Complex systems are omnipresent in nature and society. Food webs, social networks, power grids, transportation systems, the Internet: all represent networks of entities that can be connected in a variety of ways. Sometimes these networks are disturbed: entities or connections between them are lost and the network’s functioning is affected. Which are the factors that determine how likely this is, and how serious the consequences? Can we use this knowledge to predict and prevent failures?
To answer these questions, scientists often make theoretical representations of these complex systems. One way of doing this is by modelling their underlying structure – topology – as a network with a collection of nodes and a collection of links that connect pairs of nodes. “Imagine for instance a social network,” says PhD researcher Almerima Jamakovic. “One person represents a node in the graph. This node is linked to other nodes through the connections that this person has. Each of these nodes is in turn linked to other nodes.” This is a relatively simple representation. Real-life networks are much more complex. Computer and communication networks, for instance, comprise physical as well as logical connections, which are closely interrelated.

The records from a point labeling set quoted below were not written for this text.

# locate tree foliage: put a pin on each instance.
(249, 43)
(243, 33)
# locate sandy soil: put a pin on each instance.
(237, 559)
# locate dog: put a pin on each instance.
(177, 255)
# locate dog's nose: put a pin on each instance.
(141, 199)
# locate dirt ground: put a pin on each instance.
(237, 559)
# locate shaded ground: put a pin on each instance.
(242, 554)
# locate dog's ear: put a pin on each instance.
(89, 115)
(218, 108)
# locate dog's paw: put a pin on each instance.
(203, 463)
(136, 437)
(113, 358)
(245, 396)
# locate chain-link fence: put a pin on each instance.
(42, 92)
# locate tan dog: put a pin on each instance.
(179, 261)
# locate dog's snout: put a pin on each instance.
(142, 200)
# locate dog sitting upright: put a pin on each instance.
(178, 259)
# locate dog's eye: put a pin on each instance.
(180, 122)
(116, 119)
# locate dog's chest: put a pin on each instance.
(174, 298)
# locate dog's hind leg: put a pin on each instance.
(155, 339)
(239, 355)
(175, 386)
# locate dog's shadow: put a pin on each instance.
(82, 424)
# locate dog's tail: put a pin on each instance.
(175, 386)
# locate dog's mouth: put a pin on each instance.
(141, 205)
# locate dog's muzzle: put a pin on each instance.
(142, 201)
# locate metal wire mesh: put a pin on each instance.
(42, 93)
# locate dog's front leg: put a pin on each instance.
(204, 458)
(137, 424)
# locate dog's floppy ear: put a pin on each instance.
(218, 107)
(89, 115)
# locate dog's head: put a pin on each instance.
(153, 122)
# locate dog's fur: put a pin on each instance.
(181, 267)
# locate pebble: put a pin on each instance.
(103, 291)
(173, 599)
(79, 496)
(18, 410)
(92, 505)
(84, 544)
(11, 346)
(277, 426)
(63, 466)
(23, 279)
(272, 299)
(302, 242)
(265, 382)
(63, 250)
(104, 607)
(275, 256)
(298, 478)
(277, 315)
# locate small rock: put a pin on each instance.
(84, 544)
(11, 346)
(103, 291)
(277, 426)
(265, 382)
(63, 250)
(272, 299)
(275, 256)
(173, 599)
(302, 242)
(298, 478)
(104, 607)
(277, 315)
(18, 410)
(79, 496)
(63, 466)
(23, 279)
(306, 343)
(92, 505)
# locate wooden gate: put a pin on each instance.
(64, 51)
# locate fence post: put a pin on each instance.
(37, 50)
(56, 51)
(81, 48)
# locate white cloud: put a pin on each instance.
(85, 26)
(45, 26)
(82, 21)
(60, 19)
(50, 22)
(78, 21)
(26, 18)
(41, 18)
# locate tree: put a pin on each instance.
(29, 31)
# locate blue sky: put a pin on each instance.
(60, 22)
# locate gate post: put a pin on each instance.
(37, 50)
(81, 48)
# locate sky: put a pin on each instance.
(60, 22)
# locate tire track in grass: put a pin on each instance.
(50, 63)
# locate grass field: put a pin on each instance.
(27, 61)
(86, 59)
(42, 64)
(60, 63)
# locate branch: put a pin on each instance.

Jamakovic and her colleagues aim to identify the underlying characteristics that determine the structure and functioning of such networks. “We collect data from many different kinds of systems,” she explains. “We represent them as networks and make quantitative calculations of their characteristics. Then we try to find commonalities. Which are the parameters that make these networks complex?” Very simple examples of such parameters include the average distance between two random nodes (how many steps are needed to connect them) and the average number of connections that each node has.
Jamakovic: “This provides us with insights into what it is that makes a network robust. Removing one node or one connection may have far greater consequences than removing another node or connection. If we understand why this is, we can put a finger on robustness. Hopefully these analyses will help in the future design of networks.”